El colmo de este razonamiento lo vemos en la última serie creada por J.J. Abrams –creador de Lost–, Almost Human, también ambientada unas pocas décadas adelante, en el futuro y muy deudora de Robocop, en la que los policías son la única barrera contra el crimen. A tal punto que los villanos se toman el trabajo de intentar eliminar a los agentes de la ley en la misma estación central, para lo que montan un despilfarro de armas y tecnología que resulta muchísimo más costoso que lo que aconseja cualquier manual de libre empresa: comprarlos.

Distopías
Para hallar una distopía aún más perturbadora que la del futuro que vemos en Robocop debemos explorar el off-the-record de lo que sucedió en la Argentina y, en particular en Santa Fe, entre el sábado 7 y el lunes 9 pasados: policías que no sólo abandonan su trabajo, sino que instiganal saqueo y generan inseguridad.

Algo así viene a plantear el film The Purge (“La purga”, estrenado este año en España como “La noche de la bestia” y dirigido por James DeMonaco), cuyo argumento también transcurre como treinta o cuarenta años a partir del presente. Entonces, los Estados Unidos o como sea que se llame la potencia en la que sucede la acción, han sido refundados. Esta refundación requiere nuevos credos –liberales, claro está–, nuevas formas de trascendencia o gatopardismo –“Que todo cambie para que todo siga igual”–, de modo que se instaura un día al año en el que se suspende la ley: los ciudadanos están habilitados durante doce horas para cometer todo tipo de delitos, desde el asesinato hasta cualquier forma de pillaje. La policía no trabaja, tampoco las guardias de hospitales ni cualquier otro tipo de servicio.
The Purge propone un carnaval siniestro: la ley se ausenta para que renazca la barbarie, se expanda y estalle en un lapso acotado, medido, y la comunidad purgue, precisamente, sus deseos más oscuros, aquellos que, de otra forma, amenazarían con despertar en cualquier momento.
Si fuera una buena película acaso podríamos extendernos también en el comentario, pero al proponer sólo esa “anécdota”, nos queda sólo celebrar la actuación de Lena Headey y Ethan Hawke y subrayar esa intriga en torno a la trascendencia que, como dijimos, estaba presente en la estrella del agente de la ley y en la catarsis de la tragedia clásica, primera forma de purga de los deseos de justicia, sacrificio y redención.

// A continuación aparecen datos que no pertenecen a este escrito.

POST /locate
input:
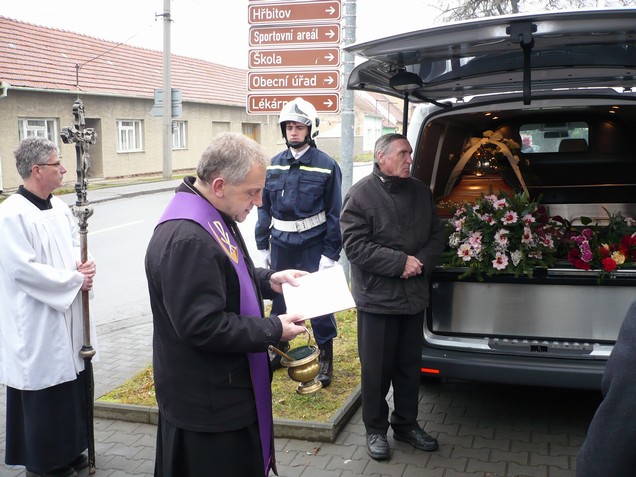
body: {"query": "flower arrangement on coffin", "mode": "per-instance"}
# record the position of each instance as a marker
(501, 234)
(602, 247)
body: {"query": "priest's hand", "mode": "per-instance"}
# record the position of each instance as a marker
(88, 269)
(293, 325)
(285, 276)
(412, 267)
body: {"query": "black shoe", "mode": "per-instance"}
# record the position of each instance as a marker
(418, 439)
(274, 359)
(378, 446)
(80, 463)
(61, 472)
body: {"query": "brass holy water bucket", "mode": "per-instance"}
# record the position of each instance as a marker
(303, 366)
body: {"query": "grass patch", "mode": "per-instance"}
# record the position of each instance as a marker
(286, 402)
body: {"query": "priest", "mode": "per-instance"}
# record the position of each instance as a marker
(41, 332)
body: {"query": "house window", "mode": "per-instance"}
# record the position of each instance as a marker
(179, 135)
(252, 130)
(129, 137)
(31, 127)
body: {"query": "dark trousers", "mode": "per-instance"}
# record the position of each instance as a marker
(308, 259)
(182, 453)
(46, 429)
(390, 349)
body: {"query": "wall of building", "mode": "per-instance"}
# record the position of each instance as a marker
(204, 121)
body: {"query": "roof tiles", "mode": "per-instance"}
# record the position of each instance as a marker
(39, 57)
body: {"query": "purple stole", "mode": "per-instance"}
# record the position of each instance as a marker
(185, 205)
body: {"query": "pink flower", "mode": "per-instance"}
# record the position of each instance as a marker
(527, 236)
(500, 262)
(500, 204)
(465, 252)
(501, 237)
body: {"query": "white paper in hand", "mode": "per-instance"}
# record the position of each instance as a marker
(319, 293)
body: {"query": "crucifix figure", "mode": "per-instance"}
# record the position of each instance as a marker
(82, 137)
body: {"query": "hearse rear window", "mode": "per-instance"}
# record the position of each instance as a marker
(554, 137)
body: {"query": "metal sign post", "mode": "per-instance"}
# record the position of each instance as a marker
(82, 137)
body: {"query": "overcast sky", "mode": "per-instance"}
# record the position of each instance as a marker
(213, 30)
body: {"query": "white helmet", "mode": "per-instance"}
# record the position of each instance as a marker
(300, 111)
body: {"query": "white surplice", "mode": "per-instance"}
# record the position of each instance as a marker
(41, 326)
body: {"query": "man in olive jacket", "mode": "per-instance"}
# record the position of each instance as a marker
(392, 238)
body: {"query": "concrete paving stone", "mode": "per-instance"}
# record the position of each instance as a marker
(436, 461)
(484, 432)
(337, 450)
(452, 440)
(533, 447)
(289, 471)
(509, 434)
(501, 444)
(413, 471)
(521, 458)
(349, 465)
(311, 460)
(435, 417)
(533, 425)
(387, 468)
(484, 468)
(311, 472)
(568, 450)
(442, 429)
(462, 419)
(469, 453)
(552, 437)
(561, 462)
(527, 471)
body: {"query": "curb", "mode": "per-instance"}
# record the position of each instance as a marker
(283, 428)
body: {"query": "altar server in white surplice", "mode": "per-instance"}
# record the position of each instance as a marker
(41, 332)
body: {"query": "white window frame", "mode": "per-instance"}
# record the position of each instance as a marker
(130, 135)
(38, 127)
(179, 134)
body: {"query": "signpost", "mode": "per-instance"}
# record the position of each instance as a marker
(273, 103)
(286, 12)
(294, 80)
(328, 33)
(295, 53)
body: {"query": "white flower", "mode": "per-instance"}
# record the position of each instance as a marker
(527, 236)
(516, 257)
(510, 217)
(500, 262)
(465, 252)
(501, 237)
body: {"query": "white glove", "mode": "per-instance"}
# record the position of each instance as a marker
(325, 262)
(266, 258)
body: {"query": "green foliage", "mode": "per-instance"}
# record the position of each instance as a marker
(286, 402)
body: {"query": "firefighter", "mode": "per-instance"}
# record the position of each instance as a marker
(298, 223)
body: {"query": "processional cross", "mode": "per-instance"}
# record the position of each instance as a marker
(82, 137)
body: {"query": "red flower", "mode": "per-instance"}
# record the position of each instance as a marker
(608, 264)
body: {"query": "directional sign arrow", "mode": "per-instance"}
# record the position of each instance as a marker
(285, 58)
(294, 80)
(295, 35)
(273, 103)
(287, 12)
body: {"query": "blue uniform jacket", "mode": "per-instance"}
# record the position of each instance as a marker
(297, 189)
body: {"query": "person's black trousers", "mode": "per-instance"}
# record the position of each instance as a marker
(390, 349)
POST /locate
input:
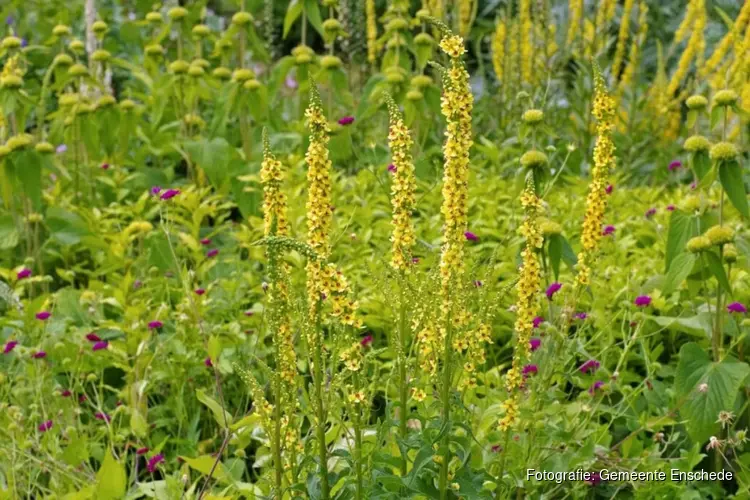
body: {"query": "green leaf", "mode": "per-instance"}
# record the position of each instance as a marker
(680, 230)
(292, 13)
(717, 269)
(723, 381)
(730, 174)
(111, 482)
(214, 406)
(679, 270)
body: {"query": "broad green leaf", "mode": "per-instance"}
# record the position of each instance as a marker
(111, 481)
(730, 174)
(679, 270)
(702, 404)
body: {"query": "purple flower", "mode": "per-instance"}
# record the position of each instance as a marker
(347, 120)
(642, 301)
(595, 386)
(553, 289)
(589, 366)
(154, 461)
(9, 346)
(102, 416)
(98, 346)
(736, 307)
(169, 194)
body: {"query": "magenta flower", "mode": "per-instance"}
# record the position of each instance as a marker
(169, 194)
(102, 416)
(92, 337)
(553, 289)
(98, 346)
(154, 461)
(9, 346)
(736, 307)
(595, 386)
(642, 301)
(589, 366)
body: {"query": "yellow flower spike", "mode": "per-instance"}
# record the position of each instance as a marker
(604, 160)
(403, 190)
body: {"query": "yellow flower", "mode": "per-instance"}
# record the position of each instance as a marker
(403, 189)
(604, 160)
(274, 200)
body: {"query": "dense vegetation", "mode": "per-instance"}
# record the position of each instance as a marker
(367, 249)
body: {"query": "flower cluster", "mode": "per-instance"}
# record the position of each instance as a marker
(528, 287)
(596, 201)
(402, 190)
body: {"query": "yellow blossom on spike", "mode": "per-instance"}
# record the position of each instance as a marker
(403, 188)
(274, 200)
(604, 160)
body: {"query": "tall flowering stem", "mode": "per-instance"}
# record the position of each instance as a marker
(284, 435)
(528, 287)
(319, 220)
(596, 201)
(403, 199)
(456, 105)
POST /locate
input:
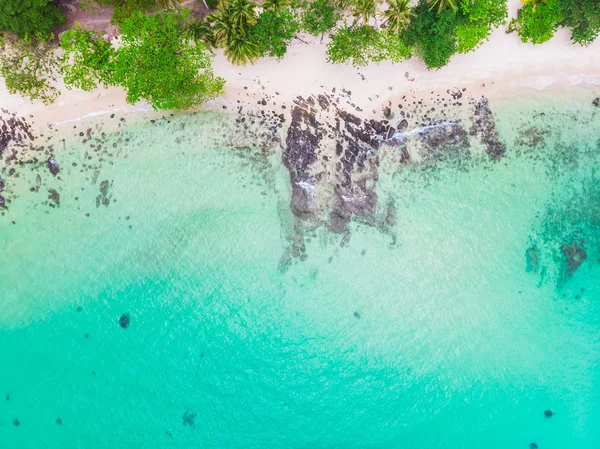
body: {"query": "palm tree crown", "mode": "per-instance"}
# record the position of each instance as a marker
(363, 10)
(276, 5)
(231, 25)
(398, 15)
(443, 4)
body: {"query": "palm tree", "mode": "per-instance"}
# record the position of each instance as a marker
(200, 31)
(443, 4)
(168, 4)
(240, 50)
(241, 14)
(363, 10)
(276, 5)
(230, 27)
(398, 15)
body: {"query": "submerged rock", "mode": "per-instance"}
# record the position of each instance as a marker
(576, 255)
(532, 259)
(54, 196)
(189, 419)
(53, 166)
(484, 126)
(124, 321)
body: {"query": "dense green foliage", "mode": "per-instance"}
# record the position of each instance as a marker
(164, 56)
(538, 21)
(320, 16)
(439, 30)
(273, 30)
(476, 21)
(398, 15)
(170, 73)
(231, 27)
(29, 17)
(583, 17)
(27, 66)
(363, 44)
(87, 61)
(432, 36)
(363, 10)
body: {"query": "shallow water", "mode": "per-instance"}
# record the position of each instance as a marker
(433, 332)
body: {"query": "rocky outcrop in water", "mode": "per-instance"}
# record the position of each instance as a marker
(575, 255)
(14, 131)
(189, 419)
(331, 155)
(484, 127)
(532, 259)
(53, 166)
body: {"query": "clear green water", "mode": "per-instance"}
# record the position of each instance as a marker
(457, 345)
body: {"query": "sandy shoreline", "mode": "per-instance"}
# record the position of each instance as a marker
(502, 67)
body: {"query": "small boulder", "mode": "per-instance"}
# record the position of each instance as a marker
(125, 320)
(53, 166)
(189, 419)
(576, 255)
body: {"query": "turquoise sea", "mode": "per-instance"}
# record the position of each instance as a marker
(456, 326)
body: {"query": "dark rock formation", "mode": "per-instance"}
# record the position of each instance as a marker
(532, 259)
(189, 419)
(445, 141)
(54, 196)
(53, 166)
(13, 131)
(300, 153)
(575, 254)
(124, 321)
(484, 126)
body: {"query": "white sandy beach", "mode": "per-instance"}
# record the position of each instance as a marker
(503, 66)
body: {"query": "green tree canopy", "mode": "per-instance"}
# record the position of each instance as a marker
(398, 15)
(231, 26)
(364, 44)
(154, 62)
(432, 35)
(29, 17)
(537, 22)
(319, 17)
(272, 31)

Para reflexionar junto con el cine sobre lo que sucedió en Santa Fe hace poco más de una semana acaso sea necesario revisar buenas películas, con referencias menos directas, como aquellas de pandilleros que filmó Walter Hill a principios de los 80 –Hill es un filósofo cínico que descree de la justicia civil: “Siempre habrá alguien más poderoso con mejor llegada a los mecanismos de la justicia”, declaró cuando estrenó su último film, “Bullet to the Head”–: allí no había policías, sólo la intemperie de los barrios pobres en la que un puñado de jóvenes tratan de fundar una mitología a partir de la bravura y la violencia.